IAM Policy Structure and Best Practices

Understanding the structure of IAM policies as JSON documents and adhering to best practices is critical for implementing secure and manageable access control in AWS. This includes leveraging elements like Effect, Action, and Resource, alongside applying principles such as least privilege and using managed policies.

Key Facts:

  • IAM policies are JSON documents containing elements like `Version`, `Statement`, `Effect`, `Action`, and `Resource`.
  • `Effect` specifies whether an action is `Allow`ed or `Deny`ed, with an implicit deny as the default.
  • `Action` defines specific AWS service API calls, while `Resource` specifies the target AWS ARN.
  • Best practices include the Principle of Least Privilege, using AWS managed policies as a starting point, and implementing conditions.
  • Regular monitoring, auditing, and policy validation are essential for maintaining a secure IAM posture.

IAM Users, Groups, and Roles

IAM Users, Groups, and Roles are fundamental components within AWS Identity and Access Management that define individual identities, collections of identities, and temporary permission sets, respectively.

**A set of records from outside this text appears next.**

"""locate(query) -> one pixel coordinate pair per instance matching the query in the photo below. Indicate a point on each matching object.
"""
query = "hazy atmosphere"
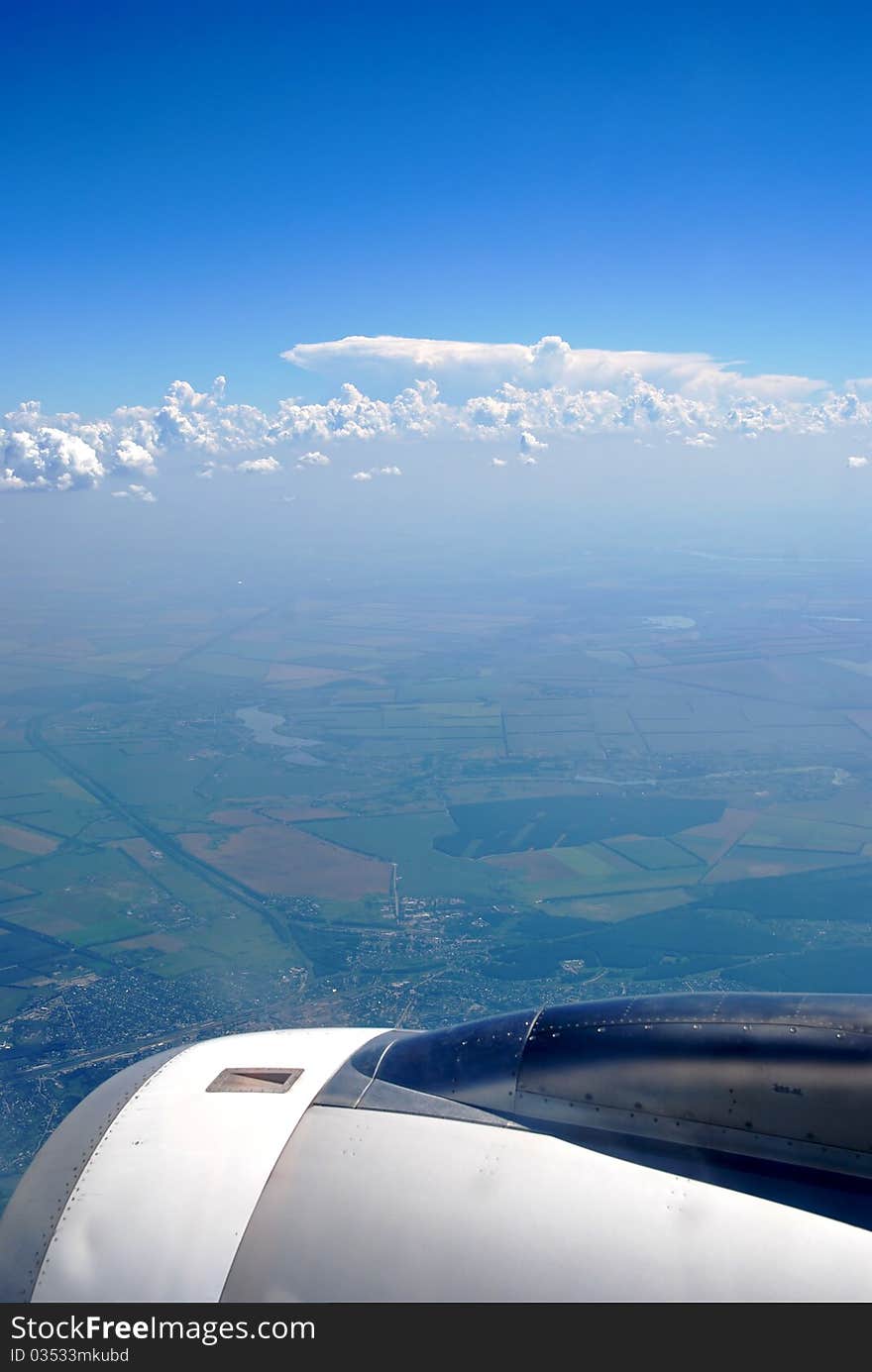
(436, 474)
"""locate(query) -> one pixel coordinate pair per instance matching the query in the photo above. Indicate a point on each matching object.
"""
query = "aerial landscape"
(434, 523)
(412, 807)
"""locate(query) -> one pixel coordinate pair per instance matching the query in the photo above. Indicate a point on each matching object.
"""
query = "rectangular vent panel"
(256, 1079)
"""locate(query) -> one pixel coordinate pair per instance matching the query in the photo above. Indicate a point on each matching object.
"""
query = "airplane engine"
(693, 1147)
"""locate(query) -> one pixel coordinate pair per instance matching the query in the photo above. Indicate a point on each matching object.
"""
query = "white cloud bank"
(527, 395)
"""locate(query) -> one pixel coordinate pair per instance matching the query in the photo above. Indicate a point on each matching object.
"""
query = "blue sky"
(192, 189)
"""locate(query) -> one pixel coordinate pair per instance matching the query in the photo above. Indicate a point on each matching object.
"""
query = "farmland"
(355, 804)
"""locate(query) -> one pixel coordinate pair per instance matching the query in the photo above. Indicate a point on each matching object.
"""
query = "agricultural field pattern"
(420, 804)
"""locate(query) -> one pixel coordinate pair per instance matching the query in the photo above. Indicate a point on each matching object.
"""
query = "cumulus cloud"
(136, 492)
(530, 444)
(551, 361)
(377, 471)
(134, 457)
(262, 466)
(47, 459)
(508, 394)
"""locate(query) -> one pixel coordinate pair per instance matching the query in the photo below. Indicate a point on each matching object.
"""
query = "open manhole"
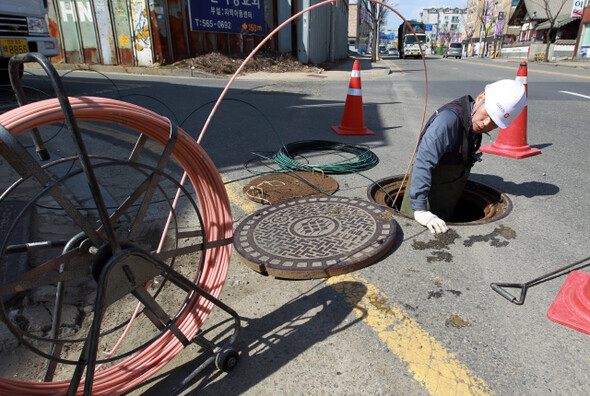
(478, 204)
(315, 237)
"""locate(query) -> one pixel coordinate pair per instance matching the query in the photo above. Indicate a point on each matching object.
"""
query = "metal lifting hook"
(500, 287)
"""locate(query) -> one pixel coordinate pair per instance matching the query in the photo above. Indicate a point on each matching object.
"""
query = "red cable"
(217, 223)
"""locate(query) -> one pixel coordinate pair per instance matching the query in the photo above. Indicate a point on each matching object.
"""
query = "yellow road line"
(528, 70)
(431, 364)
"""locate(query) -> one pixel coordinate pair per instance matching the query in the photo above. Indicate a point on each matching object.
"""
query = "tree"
(551, 18)
(377, 14)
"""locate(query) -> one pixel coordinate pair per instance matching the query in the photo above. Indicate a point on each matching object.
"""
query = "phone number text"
(210, 23)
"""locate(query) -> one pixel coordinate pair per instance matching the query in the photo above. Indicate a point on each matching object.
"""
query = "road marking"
(431, 364)
(397, 67)
(528, 70)
(576, 94)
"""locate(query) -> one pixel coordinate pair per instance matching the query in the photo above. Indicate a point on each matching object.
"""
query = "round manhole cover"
(315, 237)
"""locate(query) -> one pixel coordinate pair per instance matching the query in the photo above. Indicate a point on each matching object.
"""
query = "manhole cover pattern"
(315, 237)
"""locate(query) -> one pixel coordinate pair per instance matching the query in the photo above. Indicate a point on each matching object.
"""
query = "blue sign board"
(228, 16)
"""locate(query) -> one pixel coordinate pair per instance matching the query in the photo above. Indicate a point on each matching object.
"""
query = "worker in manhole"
(448, 148)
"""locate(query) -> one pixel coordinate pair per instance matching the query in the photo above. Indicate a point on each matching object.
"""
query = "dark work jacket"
(450, 174)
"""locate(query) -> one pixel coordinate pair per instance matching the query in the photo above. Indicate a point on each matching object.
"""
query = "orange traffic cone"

Understanding their distinct purposes is crucial for effective access management and implementing the principle of least privilege.

Key Facts:

  • IAM Users are individual identities with long-term credentials for direct, continuous access by a person or application.
  • IAM Groups are collections of Users, inheriting permissions assigned to the group, simplifying management for similar job functions.
  • IAM Roles are designed for temporary, specific access, assumed by trusted entities to gain temporary security credentials.
  • Roles are highly recommended for cross-account access and automated workflows to minimize long-term credential use.
  • Users have permanent credentials (passwords, access keys), while Roles provide temporary credentials.